Ces difficultés de navigation vont se traduire par une hausse des cours céréaliers sur les marchés et une hausse de l’inflation plus sévère en occident, mais aussi par des difficultés pour les pays en développement importateurs de céréales. Ces difficultés, l’occident va tenter de les instrumentaliser au détriment de la Russie, en lui faisant porter le chapeau de toute la misère du monde.

La Russie va très probablement faire des annonces au prochain sommet Russie-Afrique pour montrer à quel point elle se soucie de l’approvisionnement en céréale de l’Afrique. Elle dévoilera une partie des mesures qu’elle entend prendre pour tenir ses engagements vis à vis des pays en développement.

L’Ukraine a-t-elle la capacité d’imposer un blocus des ports russes comme elle le prétend ?

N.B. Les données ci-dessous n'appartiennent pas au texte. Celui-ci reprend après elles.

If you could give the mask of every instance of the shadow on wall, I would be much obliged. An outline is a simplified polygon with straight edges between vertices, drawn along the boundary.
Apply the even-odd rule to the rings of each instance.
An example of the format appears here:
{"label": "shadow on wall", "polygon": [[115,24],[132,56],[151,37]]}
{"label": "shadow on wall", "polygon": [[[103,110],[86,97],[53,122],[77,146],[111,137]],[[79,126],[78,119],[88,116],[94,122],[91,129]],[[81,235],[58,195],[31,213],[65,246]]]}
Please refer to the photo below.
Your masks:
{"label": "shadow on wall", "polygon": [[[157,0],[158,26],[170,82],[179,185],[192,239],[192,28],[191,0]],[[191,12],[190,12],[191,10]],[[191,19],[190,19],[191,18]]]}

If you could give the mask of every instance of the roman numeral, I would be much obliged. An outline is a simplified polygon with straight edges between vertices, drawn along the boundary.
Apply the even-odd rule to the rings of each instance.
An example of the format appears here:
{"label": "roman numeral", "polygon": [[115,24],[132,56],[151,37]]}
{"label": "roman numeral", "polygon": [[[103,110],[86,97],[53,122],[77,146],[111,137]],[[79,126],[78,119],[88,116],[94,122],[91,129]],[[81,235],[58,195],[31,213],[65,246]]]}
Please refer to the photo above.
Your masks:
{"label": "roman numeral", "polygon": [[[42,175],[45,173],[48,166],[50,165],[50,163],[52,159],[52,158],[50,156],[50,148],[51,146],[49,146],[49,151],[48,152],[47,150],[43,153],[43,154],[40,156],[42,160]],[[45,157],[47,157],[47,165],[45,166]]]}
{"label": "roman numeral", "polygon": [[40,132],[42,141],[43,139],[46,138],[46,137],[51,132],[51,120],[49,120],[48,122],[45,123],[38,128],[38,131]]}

Absolument pas. Toutefois, elle a la capacité de réussir «un ou plusieurs coups» avec l’aide du renseignement, des conseils et de l’armement otanien qui lui sont gracieusement fournis. Ce ou ces coups viseraient à démontrer que la navigation en mer Noire au profit de la Russie n’est pas sans risque, et à compliquer le trafic maritime à partir ou à destination des ports russes de la mer Noire.

L’idée de Vladimir Poutine de créer un hub gazier avec la Turquie vous parait-elle réaliste ?

L’idée de Vladimir Poutine de créer un hub gazier avec la Turquie me paraît une excellente idée pour deux raisons :

– C’est un accord gagnant-gagnant. Ankara pourra ainsi élargir sa zone d’influence et renforcer ses leviers de pression en Europe, en Russie, dans le Caucase, au Proche-Orient et dans l’ensemble de la région méditerranéenne. Elle pourra aussi renforcer son économie. La Russie trouve un nouveau moyen de contourner les sanctions occidentales tout en améliorant sa relation, déjà bonne, avec la Turquie.

– Une large part de l’infrastructure est déjà en place avec notamment le Turkish Stream et le Blue Stream.

Évidemment, l’UE n’est pas favorable à ce projet qui nuit à ses intérêts du moment

Le canal d’Istanbul vous parait-il une perspective raisonnable ?

Le projet de canal d’Istanbul qui relierait la mer de Marmara à la mer noire en doublant le traditionnel passage des détroits est l’héritier de plusieurs projets beaucoup plus anciens, multiséculaires pour certains, qui ont tous été abandonnés, le plus souvent faute de moyens.

Ce projet aujourd’hui très controversé pour des raisons écologique, politique et économique est un vieux rêve relancé par Erdogan, il y a une quinzaine d’années.

Le 27 juin 2021, le président Erdogan a posé la première pierre du premier ouvrage.

La durée des travaux, initialement prévue pour 7 ans, risque fort d’être prolongée faute de moyens financiers, car l’économie turque n’est toujours pas au mieux de sa forme.

Comme tous les projets de grand canal turcs précédents, il y a de fortes chances que ce projet pharaonique soit abandonné lui aussi. Notons que même les chinois ont renoncé, pour l’instant, à creuser le canal du Nicaragua qui devait doubler le canal de Panama. (Wikipedia)

De manière générale quelles sont les perspectives de l’OTAN en mer Noire ?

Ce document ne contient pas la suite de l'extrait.